OECDが15歳を対象に実施している国際的な学力到達度調査(2015)によると、ベトナムは科学的リテラシー:525点(70カ国中8位)、読解力:487点(同32位)、数学的リテラシー:495点(同22位)で、OECD平均(70カ国)はそれぞれ490点、493点、493点であることから、ベトナムが国語などに比べて理数系に強いことがわかります。なお、国際競争力のある産業人材の育成、国の工業化、科学技術分野の強化に重点を置く文化が根付いており、幼少期からゲーム感覚で算数の四則演算が学べるそろばんが人気になりやすい国と言えます。

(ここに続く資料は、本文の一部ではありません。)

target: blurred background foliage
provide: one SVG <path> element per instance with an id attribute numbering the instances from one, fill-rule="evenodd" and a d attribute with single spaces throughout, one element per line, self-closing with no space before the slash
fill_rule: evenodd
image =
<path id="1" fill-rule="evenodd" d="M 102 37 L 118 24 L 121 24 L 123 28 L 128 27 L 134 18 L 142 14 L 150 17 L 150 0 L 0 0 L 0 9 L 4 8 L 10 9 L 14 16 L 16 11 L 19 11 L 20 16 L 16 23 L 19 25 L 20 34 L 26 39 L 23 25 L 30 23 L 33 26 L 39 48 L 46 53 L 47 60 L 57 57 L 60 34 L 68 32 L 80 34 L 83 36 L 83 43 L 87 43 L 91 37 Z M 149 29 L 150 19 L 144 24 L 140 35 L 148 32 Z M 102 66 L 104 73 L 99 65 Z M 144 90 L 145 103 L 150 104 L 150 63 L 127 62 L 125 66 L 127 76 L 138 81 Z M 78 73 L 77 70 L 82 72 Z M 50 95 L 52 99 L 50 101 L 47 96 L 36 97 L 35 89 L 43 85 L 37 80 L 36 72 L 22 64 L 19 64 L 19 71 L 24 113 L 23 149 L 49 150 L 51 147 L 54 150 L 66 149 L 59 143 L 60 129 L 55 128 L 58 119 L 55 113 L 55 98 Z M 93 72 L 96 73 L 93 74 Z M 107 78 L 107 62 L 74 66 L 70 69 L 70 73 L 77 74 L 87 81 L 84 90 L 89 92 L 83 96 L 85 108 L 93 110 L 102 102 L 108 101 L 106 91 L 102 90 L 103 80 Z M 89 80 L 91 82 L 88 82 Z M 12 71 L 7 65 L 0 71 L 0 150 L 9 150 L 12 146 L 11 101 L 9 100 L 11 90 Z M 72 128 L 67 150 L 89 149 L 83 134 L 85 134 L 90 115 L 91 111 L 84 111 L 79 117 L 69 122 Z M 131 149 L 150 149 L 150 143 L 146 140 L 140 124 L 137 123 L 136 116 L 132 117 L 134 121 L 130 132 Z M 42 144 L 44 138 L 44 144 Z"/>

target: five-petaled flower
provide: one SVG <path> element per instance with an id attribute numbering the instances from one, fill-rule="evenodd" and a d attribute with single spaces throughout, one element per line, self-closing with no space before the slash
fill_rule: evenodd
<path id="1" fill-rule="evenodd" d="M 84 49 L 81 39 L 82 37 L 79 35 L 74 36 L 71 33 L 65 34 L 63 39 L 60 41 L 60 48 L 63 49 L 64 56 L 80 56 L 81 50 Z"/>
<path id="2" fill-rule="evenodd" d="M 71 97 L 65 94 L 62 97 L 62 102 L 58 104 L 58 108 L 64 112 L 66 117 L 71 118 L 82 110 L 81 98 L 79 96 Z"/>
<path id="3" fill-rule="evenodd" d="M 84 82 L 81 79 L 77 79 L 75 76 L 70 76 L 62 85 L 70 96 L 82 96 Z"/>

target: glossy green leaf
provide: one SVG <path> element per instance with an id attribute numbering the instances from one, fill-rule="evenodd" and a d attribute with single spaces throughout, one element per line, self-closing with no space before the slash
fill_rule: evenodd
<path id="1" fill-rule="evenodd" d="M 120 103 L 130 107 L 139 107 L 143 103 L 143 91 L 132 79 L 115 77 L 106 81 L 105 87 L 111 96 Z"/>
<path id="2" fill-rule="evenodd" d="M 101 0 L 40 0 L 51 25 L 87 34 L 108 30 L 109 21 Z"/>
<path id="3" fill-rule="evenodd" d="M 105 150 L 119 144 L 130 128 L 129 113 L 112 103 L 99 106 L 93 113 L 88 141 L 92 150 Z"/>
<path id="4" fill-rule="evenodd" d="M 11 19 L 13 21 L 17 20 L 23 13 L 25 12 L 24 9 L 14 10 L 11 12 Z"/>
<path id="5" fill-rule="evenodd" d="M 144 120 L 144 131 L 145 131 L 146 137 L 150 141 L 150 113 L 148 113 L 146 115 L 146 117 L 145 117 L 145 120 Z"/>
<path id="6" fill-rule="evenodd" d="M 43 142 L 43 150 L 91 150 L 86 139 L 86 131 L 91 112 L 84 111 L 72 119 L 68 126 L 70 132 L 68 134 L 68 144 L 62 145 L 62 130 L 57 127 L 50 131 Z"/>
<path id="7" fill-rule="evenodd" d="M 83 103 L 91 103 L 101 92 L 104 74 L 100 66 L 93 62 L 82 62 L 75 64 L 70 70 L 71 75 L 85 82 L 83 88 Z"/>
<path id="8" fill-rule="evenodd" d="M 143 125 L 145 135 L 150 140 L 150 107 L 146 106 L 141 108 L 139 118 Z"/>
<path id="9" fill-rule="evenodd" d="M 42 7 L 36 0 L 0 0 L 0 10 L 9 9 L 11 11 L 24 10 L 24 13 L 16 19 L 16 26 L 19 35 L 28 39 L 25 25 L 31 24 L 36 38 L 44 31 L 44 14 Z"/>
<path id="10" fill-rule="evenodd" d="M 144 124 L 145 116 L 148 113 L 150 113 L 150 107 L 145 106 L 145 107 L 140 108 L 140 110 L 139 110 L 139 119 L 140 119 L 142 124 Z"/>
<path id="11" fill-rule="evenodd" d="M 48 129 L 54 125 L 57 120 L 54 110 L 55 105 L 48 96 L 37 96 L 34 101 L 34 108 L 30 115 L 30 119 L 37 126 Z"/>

 2つ目は、そろばんとタブレットとの相性がいいという点です。そろばんは、その構造上オンラインで再現しやすく、タブレットのアプリであればAIで生徒一人に適した出題を自動的に行う「アダプティブ・ラーニング」の仕組みが実現しやすいという特徴があります。例えばKids UPというアプリでは、AIが利用されており、各個人の学習パスに応じて最適化された練習問題・テストが生成されています。このように、オンライン教育との親和性が高いのが、そろばんが普及してきた要因だと考えられます。

さいごに

 今回は、日本では昔から馴染みの深い「そろばん」という教育コンテンツが海外で普及している事例を取り上げました。日本人にとって身近なものでも、海外の人からすると魅力的に映ることがあります。皆様のご参考になれば幸いです。
 今後も、皆さんのビジネスのヒントになるような情報を発信していきたいと思います。それではまた次回お会いしましょう。
 

出所
1.JETRO 教育調査ページ
(https://www.jetro.go.jp/world/reports/2021/02/db6cdef49e854b9a.html)
2. Crunchbase HOCMAIページ(https://www.crunchbase.com/organization/hocmai)
3. Crunchbase Topica Edtech Groupページ
(https://www.crunchbase.com/organization/topica-edtech-gorup)
4. Crunchbase Elsaページ
(https://www.crunchbase.com/organization/elsa)
5. 進学塾のクエスト企画、ベトナムで日本式そろばん教室
(https://news.kobekeizai.jp/blog-entry-825.html)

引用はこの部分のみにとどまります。